Whilst presenting all the data, and conducting the experiments, we were in fact striving to find and reach an answer to a simple, yet oft thrown around question.

Figure 7. Result of experiment 3.

Figure 8. Result of experiment 4.

How do we know which database type is best suited for our environment, and when should we prefer a relational database to NoSQL database, like MongoDB; and vise-versa?

So, even though the question we posed above may sound tedious and complicated, as one would imagine, the fact is that it really is not!!

The experiments conducted clearly reveal that the NoSQL should be an obvious choice of database. These databases do not place a limit on the types of data that can be stored together. They offer better scalability and are immensely advantageous for cloud storage and computing. Moreover, it is a simple way to keep the data comprehensible and clear.

During normalization, we often need many tables to store the data, and then we require several indexes so that we do not lose on the performance. The MongoDB database can be modeled on the same kind of structure, but better yet, we do it in such a manner that we can completely not require the need to use JOIN type operations. Doing so will not only radically and significantly increase performance but will also be considerably quicker than any other relational database.

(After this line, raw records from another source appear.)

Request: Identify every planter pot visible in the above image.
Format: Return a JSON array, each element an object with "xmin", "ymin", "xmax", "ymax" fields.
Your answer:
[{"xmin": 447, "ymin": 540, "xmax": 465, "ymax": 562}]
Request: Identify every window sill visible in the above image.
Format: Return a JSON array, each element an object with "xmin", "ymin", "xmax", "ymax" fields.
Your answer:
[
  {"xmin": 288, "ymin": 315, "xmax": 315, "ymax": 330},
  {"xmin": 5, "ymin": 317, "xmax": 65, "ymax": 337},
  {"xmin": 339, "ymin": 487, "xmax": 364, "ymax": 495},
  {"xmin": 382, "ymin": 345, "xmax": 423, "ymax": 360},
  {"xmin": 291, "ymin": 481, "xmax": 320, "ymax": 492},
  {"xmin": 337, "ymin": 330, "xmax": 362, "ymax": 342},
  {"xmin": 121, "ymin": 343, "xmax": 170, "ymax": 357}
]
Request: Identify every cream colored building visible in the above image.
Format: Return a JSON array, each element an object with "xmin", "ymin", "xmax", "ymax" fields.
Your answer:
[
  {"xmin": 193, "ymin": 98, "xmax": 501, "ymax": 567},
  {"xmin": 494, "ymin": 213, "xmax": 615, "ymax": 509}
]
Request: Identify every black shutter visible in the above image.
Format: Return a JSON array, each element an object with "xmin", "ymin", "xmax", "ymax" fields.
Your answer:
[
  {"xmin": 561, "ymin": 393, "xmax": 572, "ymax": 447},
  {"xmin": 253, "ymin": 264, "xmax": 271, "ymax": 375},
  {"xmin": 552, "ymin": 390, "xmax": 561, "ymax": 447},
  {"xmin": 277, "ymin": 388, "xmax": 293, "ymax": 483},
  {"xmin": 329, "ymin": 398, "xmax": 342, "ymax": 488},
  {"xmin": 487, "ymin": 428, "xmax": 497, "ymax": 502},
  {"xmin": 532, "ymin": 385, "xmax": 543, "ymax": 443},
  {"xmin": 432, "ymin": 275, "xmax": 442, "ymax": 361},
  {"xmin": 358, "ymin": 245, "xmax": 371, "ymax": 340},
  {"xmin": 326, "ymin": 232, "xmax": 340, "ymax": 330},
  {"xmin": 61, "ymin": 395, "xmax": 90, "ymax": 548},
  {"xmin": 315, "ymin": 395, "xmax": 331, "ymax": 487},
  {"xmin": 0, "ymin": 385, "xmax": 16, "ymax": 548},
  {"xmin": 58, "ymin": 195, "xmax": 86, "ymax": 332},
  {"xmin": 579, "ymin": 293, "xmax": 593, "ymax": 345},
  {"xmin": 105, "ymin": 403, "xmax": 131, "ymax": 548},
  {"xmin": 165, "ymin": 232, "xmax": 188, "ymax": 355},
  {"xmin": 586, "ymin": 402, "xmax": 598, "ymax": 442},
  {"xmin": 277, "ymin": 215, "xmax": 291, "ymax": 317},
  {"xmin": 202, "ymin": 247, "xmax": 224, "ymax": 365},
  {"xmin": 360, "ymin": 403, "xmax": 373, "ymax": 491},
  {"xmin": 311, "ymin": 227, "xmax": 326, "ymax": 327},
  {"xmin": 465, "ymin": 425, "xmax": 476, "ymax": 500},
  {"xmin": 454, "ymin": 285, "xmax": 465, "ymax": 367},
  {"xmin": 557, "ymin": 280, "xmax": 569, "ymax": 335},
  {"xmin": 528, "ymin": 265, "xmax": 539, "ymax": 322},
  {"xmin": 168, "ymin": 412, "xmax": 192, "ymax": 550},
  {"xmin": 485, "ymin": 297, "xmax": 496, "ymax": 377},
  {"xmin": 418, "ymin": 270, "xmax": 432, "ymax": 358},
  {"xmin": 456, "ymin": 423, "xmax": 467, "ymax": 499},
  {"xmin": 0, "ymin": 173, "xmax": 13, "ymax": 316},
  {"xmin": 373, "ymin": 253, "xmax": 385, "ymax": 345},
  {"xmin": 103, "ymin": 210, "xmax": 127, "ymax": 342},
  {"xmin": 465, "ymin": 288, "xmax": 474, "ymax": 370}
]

If we look at this particular scenario, when we possess data where normalization is not an option, then it is a simple conclusion that when processing a substantial amount of data, the best answer is always MongoDB. We can go a step further and as far as a model of a single document data. This will still always prove to be effective and efficient than utilizing SQL Server database for unstructured data storage

7. Discussion Points

The inability of the RDBMS model to handle massive amounts of data efficiently, stemming from an inflexible feature of firstly designing a schema before data could be stored within it, gave way for the emergence of non-relational databases. But, this is a proven technology.

On the other hand, the simple characteristics of non-relational databases to handle unstructured data in a proficient manner, its low cost and easy scalability is making it a popular choice exceedingly, even though it is in its initial stages.

We need to conduct a thorough and proper analysis of the operations we will execute on our database. We will also need to study the data that we are going to be working with. As observed in the above experiments, Microsoft SQL Server brings us speed as well as transactional integrity whilst conducting JOIN operations. Whereas, the read and update speeds within MongoDB are exceptional.

Therefore, we must ask ourselves some questions.

Does our data have a rigid schema?

Will our data structure go through rigorous modifications? If it does indeed suffer severe modifications, then how flexible can we be if this indeed does happen?

Furthermore, in the event that our data cannot be normalized, we have to question ourselves again, “Does the existing data within our relational database anyway relate to the data that will not be normalized?” If our answer is “Yes” then another question arises: Will the hybrid model be enough?

Therefore, it is extremely essential that we always identify the requirements of each application, as this is an important and vital cog.

Conflicts of Interest

The authors declare no conflicts of interest regarding the publication of this paper.